À la fin de la rétrospective, vous pouvez découvrir la maquette et les plans à partir desquels elle a été réalisée. Le musée n’a pas ménagé ses efforts pour donner à l’œuvre de Kentridge le meilleur contexte possible. Beaucoup de «boîte dans une boîte», chaque centimètre carré du musée est intelligemment occupé.

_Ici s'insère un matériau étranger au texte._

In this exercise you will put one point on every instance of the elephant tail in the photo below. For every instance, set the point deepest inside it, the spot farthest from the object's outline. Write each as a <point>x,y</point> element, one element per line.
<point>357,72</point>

Je suis moi-même sorti de là avec le sourire. Après tout, il doit être agréable d’être dans la tête de cet artiste. Les vidéos qu’il réalise montrent également des éléments de la vie de tous les jours. Une tasse de café qui cherche à lui échapper, par exemple. Son stop motion dégénère en silhouettes qui défilent, en coups de pinceau et en couches sur couches. William Kentridge ne cesse de surprendre, et cela toujours de façon poétique.